「デビルズ・バックボーン」はスペインの内戦を直接テーマにしているわけでも戦争のお話でもありません。そういうのは後の「パンズ・ラビリンス」でしっかり描いてますね。
しかしこの映画のまさにバックボーンのひとつがスペイン内乱にあるのは 間違いなく、特に孤児院の庭に突き刺さった不発弾の存在が作品全体を包み込むシンボルとして大きな役目を果たしています。
孤児院に連れてこられた少年カルロスが幽霊に出会います。どうやらこの施設で死んだらしい少年です。幽霊は何もの?何か伝えたいの?少年はどうなるの?孤児院はどうなるの?外の戦争は?

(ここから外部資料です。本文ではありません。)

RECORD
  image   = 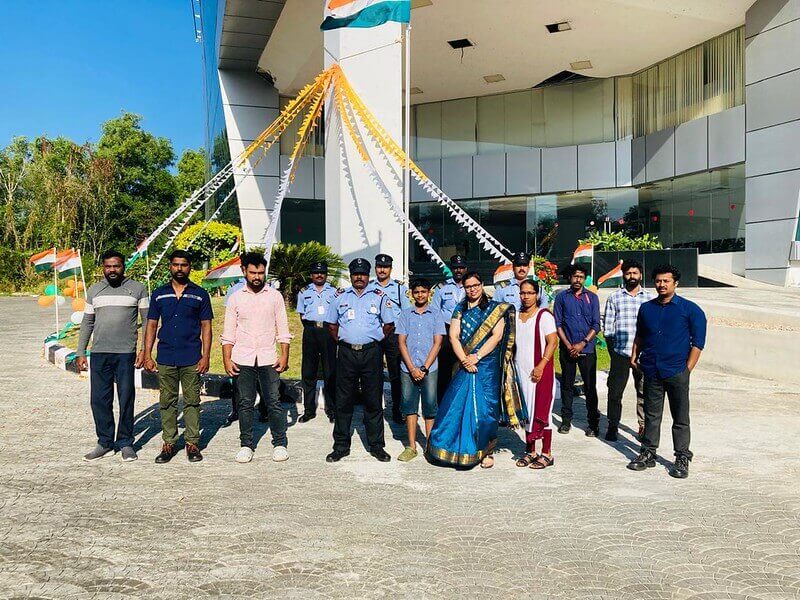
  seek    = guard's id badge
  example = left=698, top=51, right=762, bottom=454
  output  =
left=317, top=305, right=325, bottom=315
left=369, top=304, right=378, bottom=314
left=347, top=309, right=356, bottom=320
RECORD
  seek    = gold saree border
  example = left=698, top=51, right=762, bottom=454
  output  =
left=426, top=438, right=497, bottom=467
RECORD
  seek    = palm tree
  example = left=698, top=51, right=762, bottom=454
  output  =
left=268, top=242, right=346, bottom=306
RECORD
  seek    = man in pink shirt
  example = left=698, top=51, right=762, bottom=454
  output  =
left=221, top=252, right=292, bottom=464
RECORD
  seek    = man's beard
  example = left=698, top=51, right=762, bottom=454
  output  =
left=248, top=279, right=265, bottom=291
left=172, top=272, right=189, bottom=283
left=105, top=273, right=122, bottom=287
left=624, top=278, right=640, bottom=290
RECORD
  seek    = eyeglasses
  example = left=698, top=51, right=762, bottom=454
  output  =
left=464, top=283, right=482, bottom=291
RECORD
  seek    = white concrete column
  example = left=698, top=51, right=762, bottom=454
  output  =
left=324, top=24, right=404, bottom=275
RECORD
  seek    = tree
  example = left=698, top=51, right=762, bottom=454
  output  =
left=0, top=137, right=32, bottom=249
left=268, top=242, right=346, bottom=305
left=95, top=112, right=178, bottom=249
left=174, top=220, right=241, bottom=267
left=175, top=148, right=207, bottom=202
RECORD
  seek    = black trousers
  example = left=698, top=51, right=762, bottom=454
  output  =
left=437, top=327, right=455, bottom=401
left=300, top=323, right=336, bottom=417
left=237, top=363, right=286, bottom=449
left=230, top=376, right=266, bottom=420
left=89, top=352, right=136, bottom=449
left=641, top=369, right=692, bottom=459
left=379, top=333, right=402, bottom=420
left=559, top=346, right=599, bottom=429
left=333, top=344, right=385, bottom=453
left=606, top=349, right=645, bottom=429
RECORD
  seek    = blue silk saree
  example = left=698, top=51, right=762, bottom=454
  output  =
left=426, top=300, right=526, bottom=467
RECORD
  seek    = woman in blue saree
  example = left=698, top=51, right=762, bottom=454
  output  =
left=426, top=272, right=525, bottom=469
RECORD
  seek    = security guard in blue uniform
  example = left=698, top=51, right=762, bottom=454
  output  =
left=297, top=262, right=339, bottom=423
left=430, top=254, right=468, bottom=398
left=367, top=253, right=410, bottom=424
left=493, top=251, right=550, bottom=309
left=325, top=258, right=395, bottom=463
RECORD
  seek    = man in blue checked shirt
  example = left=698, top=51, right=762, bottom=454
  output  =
left=395, top=278, right=446, bottom=462
left=324, top=258, right=395, bottom=464
left=367, top=253, right=411, bottom=424
left=296, top=261, right=339, bottom=424
left=602, top=260, right=655, bottom=442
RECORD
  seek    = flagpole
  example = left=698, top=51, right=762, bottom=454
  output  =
left=77, top=249, right=88, bottom=300
left=402, top=22, right=412, bottom=283
left=52, top=246, right=59, bottom=333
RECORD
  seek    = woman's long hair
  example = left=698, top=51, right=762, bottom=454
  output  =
left=461, top=271, right=490, bottom=311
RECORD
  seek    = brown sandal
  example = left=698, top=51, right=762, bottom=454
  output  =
left=530, top=455, right=554, bottom=469
left=515, top=453, right=538, bottom=467
left=480, top=455, right=495, bottom=469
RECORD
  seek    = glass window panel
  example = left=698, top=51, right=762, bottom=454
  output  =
left=533, top=195, right=558, bottom=260
left=671, top=173, right=712, bottom=253
left=504, top=91, right=533, bottom=151
left=414, top=102, right=442, bottom=160
left=477, top=95, right=505, bottom=155
left=479, top=196, right=528, bottom=258
left=441, top=98, right=477, bottom=158
left=572, top=80, right=605, bottom=144
left=710, top=165, right=745, bottom=252
left=543, top=84, right=574, bottom=147
left=531, top=88, right=545, bottom=147
left=280, top=199, right=325, bottom=245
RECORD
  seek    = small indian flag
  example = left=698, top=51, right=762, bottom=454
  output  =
left=321, top=0, right=410, bottom=31
left=55, top=250, right=83, bottom=278
left=493, top=263, right=513, bottom=286
left=204, top=256, right=244, bottom=289
left=125, top=238, right=150, bottom=269
left=571, top=243, right=593, bottom=265
left=598, top=261, right=624, bottom=288
left=30, top=248, right=57, bottom=273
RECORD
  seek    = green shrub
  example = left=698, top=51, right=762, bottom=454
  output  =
left=579, top=231, right=663, bottom=251
left=268, top=242, right=346, bottom=306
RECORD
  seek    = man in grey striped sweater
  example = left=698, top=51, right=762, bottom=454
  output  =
left=76, top=250, right=149, bottom=462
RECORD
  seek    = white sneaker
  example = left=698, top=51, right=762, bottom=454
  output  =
left=235, top=447, right=254, bottom=463
left=272, top=446, right=289, bottom=462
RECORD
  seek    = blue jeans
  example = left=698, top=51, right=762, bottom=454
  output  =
left=400, top=370, right=438, bottom=419
left=89, top=352, right=136, bottom=449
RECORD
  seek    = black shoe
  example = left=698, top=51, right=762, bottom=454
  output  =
left=557, top=422, right=571, bottom=434
left=155, top=443, right=175, bottom=464
left=669, top=455, right=690, bottom=479
left=370, top=448, right=391, bottom=462
left=325, top=413, right=335, bottom=423
left=186, top=443, right=203, bottom=463
left=604, top=427, right=618, bottom=442
left=627, top=450, right=656, bottom=471
left=326, top=450, right=349, bottom=463
left=299, top=413, right=316, bottom=423
left=585, top=427, right=599, bottom=438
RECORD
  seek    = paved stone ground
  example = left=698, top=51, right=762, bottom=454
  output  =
left=1, top=296, right=799, bottom=599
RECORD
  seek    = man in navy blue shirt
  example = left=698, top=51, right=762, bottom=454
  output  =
left=143, top=250, right=213, bottom=464
left=553, top=264, right=601, bottom=436
left=628, top=264, right=706, bottom=479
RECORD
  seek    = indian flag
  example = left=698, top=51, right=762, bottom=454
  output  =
left=571, top=243, right=593, bottom=265
left=204, top=257, right=244, bottom=289
left=125, top=238, right=149, bottom=269
left=493, top=263, right=513, bottom=285
left=321, top=0, right=410, bottom=31
left=30, top=248, right=57, bottom=273
left=55, top=250, right=82, bottom=278
left=598, top=261, right=624, bottom=288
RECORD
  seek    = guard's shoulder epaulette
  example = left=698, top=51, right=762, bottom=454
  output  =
left=433, top=281, right=445, bottom=291
left=496, top=280, right=510, bottom=289
left=335, top=287, right=346, bottom=296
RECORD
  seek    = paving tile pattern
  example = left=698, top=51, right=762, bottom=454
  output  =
left=1, top=297, right=799, bottom=599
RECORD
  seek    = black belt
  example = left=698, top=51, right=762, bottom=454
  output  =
left=302, top=320, right=326, bottom=329
left=338, top=340, right=377, bottom=351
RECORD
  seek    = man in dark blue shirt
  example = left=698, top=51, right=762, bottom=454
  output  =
left=553, top=264, right=601, bottom=436
left=628, top=264, right=706, bottom=479
left=144, top=250, right=213, bottom=464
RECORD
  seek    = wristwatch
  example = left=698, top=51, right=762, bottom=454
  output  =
left=420, top=366, right=429, bottom=374
left=583, top=338, right=591, bottom=344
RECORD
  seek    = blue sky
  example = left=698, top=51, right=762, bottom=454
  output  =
left=0, top=0, right=204, bottom=157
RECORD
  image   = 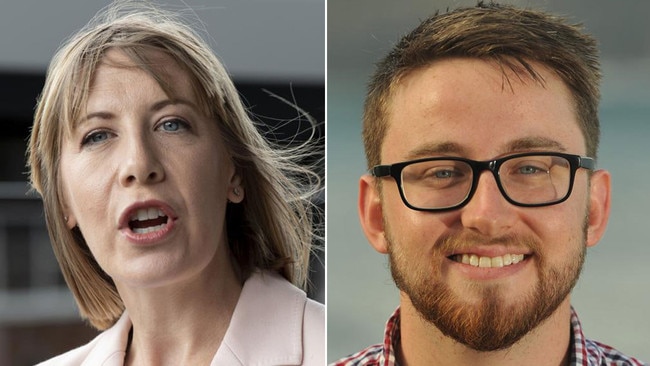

少年が出会うのは幽霊だけじゃなく、施設のお友達、いじめっ子、先生、その他の人もいますね、不発弾やスペインの空、孤児院の外に広がる荒野、内乱、そして事件。少年の目を通して、現実とファンタジーが融合した世界をこの映画は構築しています。まるでラテン文学のように幽霊や戦争や胎児酒の瓶を同レベルで描いています。そこが魅力です。これはスペインの血ですか。え?監督はメキシコ人?まじか。じゃあラテンの血か。こういう混じり合ったの大好きなんですけど。
混じり合ってるからしてこの映画もジャンル分けが悩ましい映画です。幽霊が出てくるからホラーかというとそうでもなく、完全なファンタジーかというとそうでもなく、サスペンスかというとまあ基本的にサスペンスかもしれないがそれにしてはファンタジーだし。
このノー・ジャンル感がいいんですよね。
ジャンルなどはどうでもいいとして、この映画に出てくるいろいろな断片、イメージは印象深いです。とりわけ、広大な荒野にぽつんと建つ舞台である孤児院とその門は象徴的です。閉じ込められているという感じは、主人公の少年をはじめ大人も全てそうなのですね。先生もお兄さんもお姉さんも皆そうです。幽霊もそうです。瓶詰めの胎児もそうです。そして遠くの街にいる人たちはスペインの内戦によって歴史に閉じ込められています。そういう閉塞感と全体のストーリーの絡みがまた格別です。幽霊や事件や謎解きなどの要素を剥ぎ取っても、良質のスペイン映画という味わいが残るんです。
ギレルモ・デル・トロはホラーやファンタジー系の人でもあるので、怖いシーンや痛いシーンを撮るのがこれがまた上手くて。「パンズ・ラビリンス」の時は、まあ、ほんと驚きましたね。ま、それはパンズ・ラビリンスの時に書きましょうか。
本作とパンズ・ラビリンスは続けざまに見ると格別の味わいがあるかもしれませんですよ。